US, Canadian, and UK judges define religion for legal purposes primarily as a belief-system which deals with existential concerns. Dr. Adenitire shows why these judges have adopted this view. He argues that their definitions of religion reflect the assumptions of a liberal political order. The definitions affirm those jurisdictions’ commitment to a polity which is justifiable to the individual, rather than to a deity. And they affirm the commitment to a polity where ideological pluralism is promoted given that the state is barred from enforcing a particular theological view.
This liberal character of religion is contingent both in terms of time and space. He shows this contingency by referring to three different conceptions of religion across time and space. He first analyses Thomas Aquinas’s understanding of religion as virtue and shows that this conception was animated by his theological politics; a form of politics that enforces worship of a particular deity.
He then moves on to analyse a conception which he labels religion as conscience held by Roger Williams, the founder of Rhode Island and an early advocate of a constitutional right to religious freedom. This conception was born out of opposition to theological politics and out of a commitment to the ideology of liberalism.
Finally, he looks to the contemporary understanding of religion as fixed identity in certain Islamic states, with particular reference to Iran’s and Egypt’s theocratic constitutional traditions. Contemporary definitions of religion in the US, Canada, and UK owe much to religion as conscience, in particular, they continue and extend a commitment to liberal principles.

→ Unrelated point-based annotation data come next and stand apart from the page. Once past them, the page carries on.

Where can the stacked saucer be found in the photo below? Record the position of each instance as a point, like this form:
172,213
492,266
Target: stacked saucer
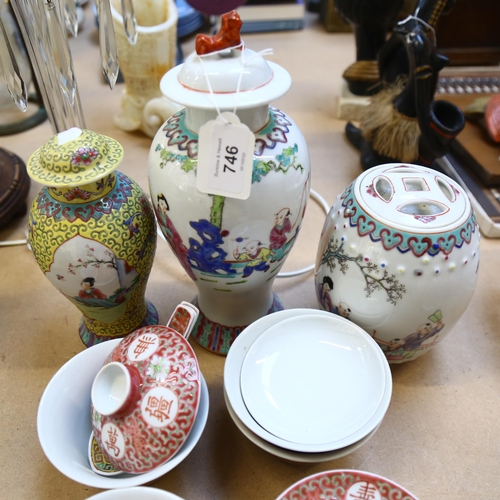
306,385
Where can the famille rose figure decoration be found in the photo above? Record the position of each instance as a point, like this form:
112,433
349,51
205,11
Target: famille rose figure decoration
232,248
399,256
93,233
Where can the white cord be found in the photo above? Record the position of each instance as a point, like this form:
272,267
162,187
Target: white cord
324,205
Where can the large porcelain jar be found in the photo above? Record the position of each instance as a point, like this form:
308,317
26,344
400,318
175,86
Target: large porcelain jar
399,255
93,233
231,248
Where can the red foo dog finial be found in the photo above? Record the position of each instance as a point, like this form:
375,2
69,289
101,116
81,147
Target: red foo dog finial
227,37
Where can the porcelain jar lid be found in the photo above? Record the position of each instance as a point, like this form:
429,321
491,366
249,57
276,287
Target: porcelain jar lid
223,72
73,158
146,396
412,198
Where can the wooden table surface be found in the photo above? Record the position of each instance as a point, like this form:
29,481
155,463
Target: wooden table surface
441,435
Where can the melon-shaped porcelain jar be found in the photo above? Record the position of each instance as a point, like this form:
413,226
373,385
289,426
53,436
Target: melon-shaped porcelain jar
231,248
399,255
93,233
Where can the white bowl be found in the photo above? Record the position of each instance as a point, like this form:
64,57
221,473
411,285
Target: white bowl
138,493
241,348
64,422
295,456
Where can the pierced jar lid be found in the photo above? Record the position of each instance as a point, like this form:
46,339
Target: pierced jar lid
74,157
412,198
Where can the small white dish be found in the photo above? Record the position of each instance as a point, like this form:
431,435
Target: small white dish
65,439
294,456
314,380
138,493
232,372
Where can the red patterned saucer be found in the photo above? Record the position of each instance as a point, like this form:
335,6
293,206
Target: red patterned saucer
346,485
146,396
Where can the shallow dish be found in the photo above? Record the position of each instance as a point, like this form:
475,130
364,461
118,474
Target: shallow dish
310,363
294,456
346,485
65,440
232,372
140,492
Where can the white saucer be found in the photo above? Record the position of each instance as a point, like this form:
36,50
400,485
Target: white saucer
294,456
232,371
314,380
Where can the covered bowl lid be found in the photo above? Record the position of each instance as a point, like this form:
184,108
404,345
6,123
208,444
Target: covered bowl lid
222,72
146,396
74,157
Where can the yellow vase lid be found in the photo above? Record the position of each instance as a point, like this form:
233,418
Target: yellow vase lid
74,157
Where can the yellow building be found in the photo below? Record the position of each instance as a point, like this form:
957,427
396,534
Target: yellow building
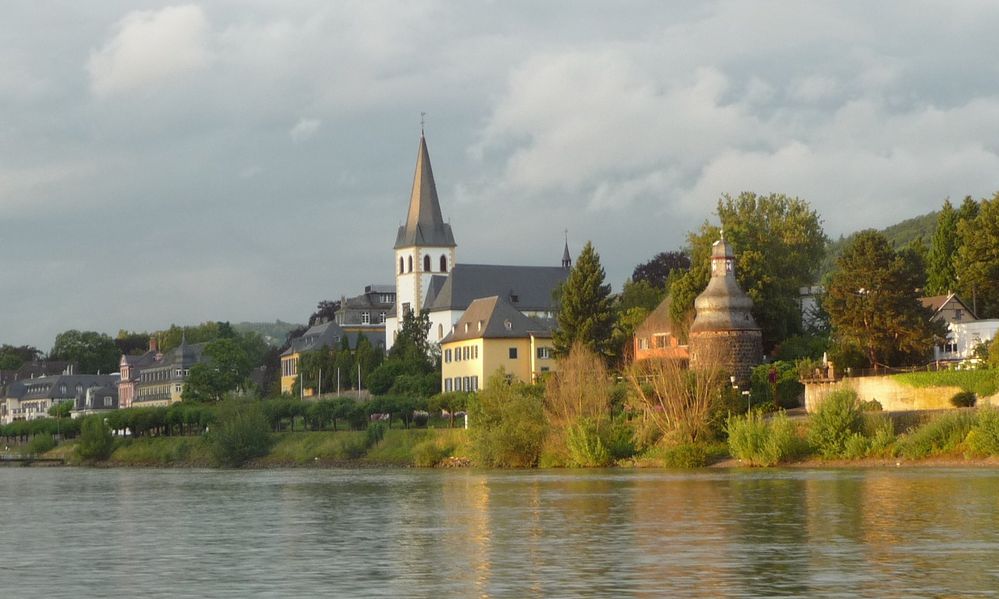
492,334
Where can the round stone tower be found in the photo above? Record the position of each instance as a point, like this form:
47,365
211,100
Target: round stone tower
724,330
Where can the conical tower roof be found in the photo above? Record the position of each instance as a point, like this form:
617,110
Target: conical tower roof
723,305
424,224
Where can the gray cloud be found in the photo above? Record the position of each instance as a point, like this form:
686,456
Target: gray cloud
242,160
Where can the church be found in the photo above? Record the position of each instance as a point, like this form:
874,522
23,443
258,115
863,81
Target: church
429,278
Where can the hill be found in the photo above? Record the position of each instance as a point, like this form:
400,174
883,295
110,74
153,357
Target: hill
900,235
274,333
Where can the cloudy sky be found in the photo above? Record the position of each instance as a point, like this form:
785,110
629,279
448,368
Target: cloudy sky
237,160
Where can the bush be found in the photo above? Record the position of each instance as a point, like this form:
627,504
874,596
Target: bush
585,445
507,424
938,436
40,444
964,399
983,438
836,419
761,442
96,442
241,434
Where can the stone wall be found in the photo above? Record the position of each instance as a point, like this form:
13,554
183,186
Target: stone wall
891,394
737,351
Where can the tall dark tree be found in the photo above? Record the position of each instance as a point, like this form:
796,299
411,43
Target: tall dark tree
977,260
940,275
874,307
658,270
779,244
92,352
585,315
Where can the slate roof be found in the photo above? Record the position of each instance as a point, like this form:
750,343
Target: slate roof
496,318
528,288
424,224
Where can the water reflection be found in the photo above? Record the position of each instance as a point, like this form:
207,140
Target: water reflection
475,533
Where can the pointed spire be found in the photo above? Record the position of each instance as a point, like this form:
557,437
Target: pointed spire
566,257
424,223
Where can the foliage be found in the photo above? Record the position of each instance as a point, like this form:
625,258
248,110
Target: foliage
226,369
680,403
983,438
507,424
761,441
942,435
40,444
977,261
836,419
785,390
982,383
96,442
873,304
240,434
92,352
963,399
584,314
778,244
657,271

Dr John Adenitire is a Strategic Lecturer in the School of Law and a Fellow of the Institute of Humanities and Social Sciences. Prior to joining Queen Mary, he was a Lecturer in Law at the University of Birmingham. He completed his PhD at the University of Cambridge, Faculty of Law and Fitzwilliam College. He is the author of A General Right to Conscientious Exemption: Beyond Religious Privilege (Cambridge University Press 2020).